Pero hubo dos hombres, Souleymane Guengueng y Reed Brody, que decidieron no permitirlo. Guengueng se había jurado a sí mismo que, si sobrevivía, haría justicia y Brody, un abogado comprometido con los derechos humanos que llevaba años denunciando la brutalidad del régimen de Habré, vio la luz cuando en octubre de 1998 la justicia española ordenó el arresto del dictador chileno, Augusto Pinochet, en Londres. “Se ha abierto la caja de Pandora -declaró Brody entonces- y será muy difícil cerrarla”
La justicia europea había aplicado por primera vez el principio de jurisdicción universal, por el cual los crímenes contra la humanidad pueden ser juzgados en terceros países, y Brody decidió convertir a Habré en "el Pinochet africano".

Apoyado por las víctimas, con Guengueng a la cabeza, el abogado empezó una larguísima carrera de obstáculos.
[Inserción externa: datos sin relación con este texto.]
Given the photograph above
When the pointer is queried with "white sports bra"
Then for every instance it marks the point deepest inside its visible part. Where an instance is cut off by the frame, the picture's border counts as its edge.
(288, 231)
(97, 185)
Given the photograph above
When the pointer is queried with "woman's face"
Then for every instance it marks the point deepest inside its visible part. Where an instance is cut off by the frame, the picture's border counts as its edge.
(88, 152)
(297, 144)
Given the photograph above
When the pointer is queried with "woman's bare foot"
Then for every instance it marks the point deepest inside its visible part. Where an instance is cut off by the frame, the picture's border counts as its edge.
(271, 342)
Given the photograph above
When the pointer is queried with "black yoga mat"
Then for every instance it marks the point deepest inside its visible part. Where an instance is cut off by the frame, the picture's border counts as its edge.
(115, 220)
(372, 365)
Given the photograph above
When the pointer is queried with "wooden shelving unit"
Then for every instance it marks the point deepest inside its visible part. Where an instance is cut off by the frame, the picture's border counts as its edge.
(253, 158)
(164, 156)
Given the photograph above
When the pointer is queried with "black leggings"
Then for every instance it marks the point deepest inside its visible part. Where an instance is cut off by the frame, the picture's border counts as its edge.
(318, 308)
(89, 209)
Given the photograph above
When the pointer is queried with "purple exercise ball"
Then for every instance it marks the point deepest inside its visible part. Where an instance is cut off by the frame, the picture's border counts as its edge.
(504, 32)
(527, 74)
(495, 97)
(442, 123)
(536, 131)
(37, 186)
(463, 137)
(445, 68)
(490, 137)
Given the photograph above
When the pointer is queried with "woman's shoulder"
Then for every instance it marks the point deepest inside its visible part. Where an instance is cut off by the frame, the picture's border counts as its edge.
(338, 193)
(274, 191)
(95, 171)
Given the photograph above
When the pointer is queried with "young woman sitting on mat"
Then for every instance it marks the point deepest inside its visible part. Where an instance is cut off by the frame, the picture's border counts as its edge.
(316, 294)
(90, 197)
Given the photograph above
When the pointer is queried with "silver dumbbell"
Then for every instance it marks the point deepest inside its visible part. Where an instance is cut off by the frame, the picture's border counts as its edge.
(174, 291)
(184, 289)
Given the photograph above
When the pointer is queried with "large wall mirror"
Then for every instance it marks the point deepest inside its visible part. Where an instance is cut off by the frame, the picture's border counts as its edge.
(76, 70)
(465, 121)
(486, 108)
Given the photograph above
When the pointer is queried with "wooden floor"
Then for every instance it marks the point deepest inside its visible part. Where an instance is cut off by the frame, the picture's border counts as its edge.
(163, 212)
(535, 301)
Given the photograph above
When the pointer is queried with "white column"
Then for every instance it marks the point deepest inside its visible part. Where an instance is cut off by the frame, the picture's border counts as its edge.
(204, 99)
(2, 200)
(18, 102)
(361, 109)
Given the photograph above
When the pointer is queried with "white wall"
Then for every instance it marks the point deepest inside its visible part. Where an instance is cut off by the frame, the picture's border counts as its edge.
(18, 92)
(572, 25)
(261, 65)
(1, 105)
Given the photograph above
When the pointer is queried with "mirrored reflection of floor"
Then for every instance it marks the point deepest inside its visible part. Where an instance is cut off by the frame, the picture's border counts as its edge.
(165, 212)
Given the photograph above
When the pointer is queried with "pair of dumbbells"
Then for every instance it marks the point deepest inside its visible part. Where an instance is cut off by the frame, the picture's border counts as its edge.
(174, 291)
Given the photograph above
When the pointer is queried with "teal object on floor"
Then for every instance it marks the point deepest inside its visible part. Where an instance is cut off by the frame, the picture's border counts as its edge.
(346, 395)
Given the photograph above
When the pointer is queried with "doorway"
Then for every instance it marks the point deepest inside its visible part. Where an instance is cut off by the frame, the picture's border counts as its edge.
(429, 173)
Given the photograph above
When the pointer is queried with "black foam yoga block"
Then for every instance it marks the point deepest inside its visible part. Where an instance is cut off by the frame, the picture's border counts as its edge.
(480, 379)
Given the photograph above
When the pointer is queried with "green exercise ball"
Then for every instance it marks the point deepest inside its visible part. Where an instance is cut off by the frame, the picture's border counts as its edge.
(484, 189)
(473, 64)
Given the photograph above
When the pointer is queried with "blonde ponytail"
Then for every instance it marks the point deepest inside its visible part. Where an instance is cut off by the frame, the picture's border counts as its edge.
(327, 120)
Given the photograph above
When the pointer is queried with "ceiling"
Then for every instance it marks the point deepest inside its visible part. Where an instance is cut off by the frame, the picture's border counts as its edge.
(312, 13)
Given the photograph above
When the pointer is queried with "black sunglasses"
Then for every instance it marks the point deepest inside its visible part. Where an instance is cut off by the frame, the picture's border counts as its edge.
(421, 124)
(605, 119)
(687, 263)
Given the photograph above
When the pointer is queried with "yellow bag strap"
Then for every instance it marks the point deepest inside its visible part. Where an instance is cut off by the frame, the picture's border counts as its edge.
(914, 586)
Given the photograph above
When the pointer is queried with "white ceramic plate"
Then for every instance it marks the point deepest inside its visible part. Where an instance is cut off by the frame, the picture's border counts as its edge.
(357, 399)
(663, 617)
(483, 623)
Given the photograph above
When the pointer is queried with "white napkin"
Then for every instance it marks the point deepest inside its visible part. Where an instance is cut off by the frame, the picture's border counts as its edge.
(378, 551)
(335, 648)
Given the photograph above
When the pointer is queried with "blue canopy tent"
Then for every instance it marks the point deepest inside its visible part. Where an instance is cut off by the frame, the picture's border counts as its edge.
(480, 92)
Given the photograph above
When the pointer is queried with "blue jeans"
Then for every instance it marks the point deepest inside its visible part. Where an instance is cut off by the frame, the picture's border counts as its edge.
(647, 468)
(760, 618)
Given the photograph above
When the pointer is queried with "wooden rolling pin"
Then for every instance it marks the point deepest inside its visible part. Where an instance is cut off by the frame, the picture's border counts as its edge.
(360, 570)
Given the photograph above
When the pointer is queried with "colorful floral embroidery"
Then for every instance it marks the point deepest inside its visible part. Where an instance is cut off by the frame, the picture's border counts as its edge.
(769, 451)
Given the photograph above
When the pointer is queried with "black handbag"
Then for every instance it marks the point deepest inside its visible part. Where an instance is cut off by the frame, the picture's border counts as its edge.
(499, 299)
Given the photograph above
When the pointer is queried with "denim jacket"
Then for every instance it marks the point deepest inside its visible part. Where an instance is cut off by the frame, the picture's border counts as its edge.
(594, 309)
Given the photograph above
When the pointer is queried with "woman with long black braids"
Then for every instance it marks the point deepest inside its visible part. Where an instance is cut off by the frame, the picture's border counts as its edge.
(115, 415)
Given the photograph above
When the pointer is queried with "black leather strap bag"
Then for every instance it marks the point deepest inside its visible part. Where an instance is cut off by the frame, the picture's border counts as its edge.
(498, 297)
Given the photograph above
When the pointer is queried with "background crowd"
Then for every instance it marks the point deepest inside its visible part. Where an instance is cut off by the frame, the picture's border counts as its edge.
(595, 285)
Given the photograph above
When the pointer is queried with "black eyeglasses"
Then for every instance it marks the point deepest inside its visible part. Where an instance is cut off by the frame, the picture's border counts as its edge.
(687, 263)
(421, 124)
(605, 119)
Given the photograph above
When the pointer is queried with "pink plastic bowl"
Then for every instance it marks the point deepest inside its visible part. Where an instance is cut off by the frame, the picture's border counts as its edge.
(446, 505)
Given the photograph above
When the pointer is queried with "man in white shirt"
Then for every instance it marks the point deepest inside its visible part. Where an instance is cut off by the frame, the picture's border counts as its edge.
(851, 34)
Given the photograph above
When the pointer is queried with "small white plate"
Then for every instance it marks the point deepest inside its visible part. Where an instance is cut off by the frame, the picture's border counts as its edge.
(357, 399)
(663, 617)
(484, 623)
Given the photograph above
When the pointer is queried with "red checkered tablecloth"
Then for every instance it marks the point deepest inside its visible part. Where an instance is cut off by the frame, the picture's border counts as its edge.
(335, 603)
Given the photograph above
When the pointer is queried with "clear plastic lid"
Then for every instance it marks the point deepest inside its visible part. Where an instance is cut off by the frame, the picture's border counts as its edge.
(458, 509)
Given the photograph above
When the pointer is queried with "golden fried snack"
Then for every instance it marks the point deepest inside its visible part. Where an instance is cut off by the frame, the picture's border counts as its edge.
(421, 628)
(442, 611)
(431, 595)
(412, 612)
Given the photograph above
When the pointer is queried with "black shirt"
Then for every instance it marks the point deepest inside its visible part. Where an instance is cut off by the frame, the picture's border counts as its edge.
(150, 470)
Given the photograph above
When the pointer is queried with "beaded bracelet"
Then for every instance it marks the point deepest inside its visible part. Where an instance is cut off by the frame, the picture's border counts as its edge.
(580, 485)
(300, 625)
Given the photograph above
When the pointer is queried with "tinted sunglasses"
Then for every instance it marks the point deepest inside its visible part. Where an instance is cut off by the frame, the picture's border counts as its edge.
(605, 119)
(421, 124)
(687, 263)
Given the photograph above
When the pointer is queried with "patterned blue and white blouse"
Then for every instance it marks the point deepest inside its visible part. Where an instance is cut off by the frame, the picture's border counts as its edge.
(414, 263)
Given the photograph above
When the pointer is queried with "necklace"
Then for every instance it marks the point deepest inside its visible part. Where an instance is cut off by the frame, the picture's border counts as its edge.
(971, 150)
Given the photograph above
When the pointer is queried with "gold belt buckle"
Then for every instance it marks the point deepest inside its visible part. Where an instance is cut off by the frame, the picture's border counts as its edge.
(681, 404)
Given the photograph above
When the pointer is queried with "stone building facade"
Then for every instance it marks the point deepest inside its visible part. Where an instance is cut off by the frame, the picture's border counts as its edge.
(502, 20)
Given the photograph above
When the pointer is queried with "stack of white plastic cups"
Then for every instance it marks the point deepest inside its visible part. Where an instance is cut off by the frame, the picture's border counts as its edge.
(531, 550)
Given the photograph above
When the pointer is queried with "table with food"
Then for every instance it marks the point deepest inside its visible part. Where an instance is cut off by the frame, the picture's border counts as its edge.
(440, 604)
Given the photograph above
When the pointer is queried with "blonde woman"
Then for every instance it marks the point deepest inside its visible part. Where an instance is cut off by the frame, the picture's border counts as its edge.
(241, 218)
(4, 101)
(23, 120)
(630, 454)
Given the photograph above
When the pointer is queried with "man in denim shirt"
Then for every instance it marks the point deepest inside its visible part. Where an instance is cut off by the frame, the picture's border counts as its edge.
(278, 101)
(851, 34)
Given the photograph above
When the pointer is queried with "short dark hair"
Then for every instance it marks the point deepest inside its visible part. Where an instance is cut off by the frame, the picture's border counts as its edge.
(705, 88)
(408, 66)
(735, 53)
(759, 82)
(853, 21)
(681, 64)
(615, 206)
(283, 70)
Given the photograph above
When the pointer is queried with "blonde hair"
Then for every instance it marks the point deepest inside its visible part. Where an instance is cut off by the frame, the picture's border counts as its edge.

El primero, en el año 2000, cuando llevaron el caso ante la justicia senegalesa y los tribunales dictaminaron que no tenían autoridad. Tuvieron que pasar 12 años hasta que el presidente Macky Sall asumió el poder en Senegal, aceleró el proceso y propició la creación de un Tribunal Africano Extraordinario auspiciado por la Unión Africana. Tan extraordinario que, al sentar en el banquillo al dictador chadiano por crímenes de guerra, torturas y crímenes contra la humanidad, no sólo ha demostrado que los intocables pueden dejar de serlo sino que ha abierto un precedente en el debate sobre la Corte Penal Internacional (CPI). De hecho, la Unión Africana quiere poner este juicio y el veredicto como ejemplo de que los países africanos pueden juzgar a sus propios líderes y prescindir del Tribunal de La Haya, cuyos 29 primeros acusados han sido africanos.

"Pase lo que pase, aseguró Brody el día que el juicio quedó listo para sentencia, ya hemos llegado donde parecía imposible. "Sólo quiero que se sepa la verdad - se lee en una de las últimas entrevistas de Guengueng- y mandar un mensaje a todas las víctimas: no os rindaís nunca.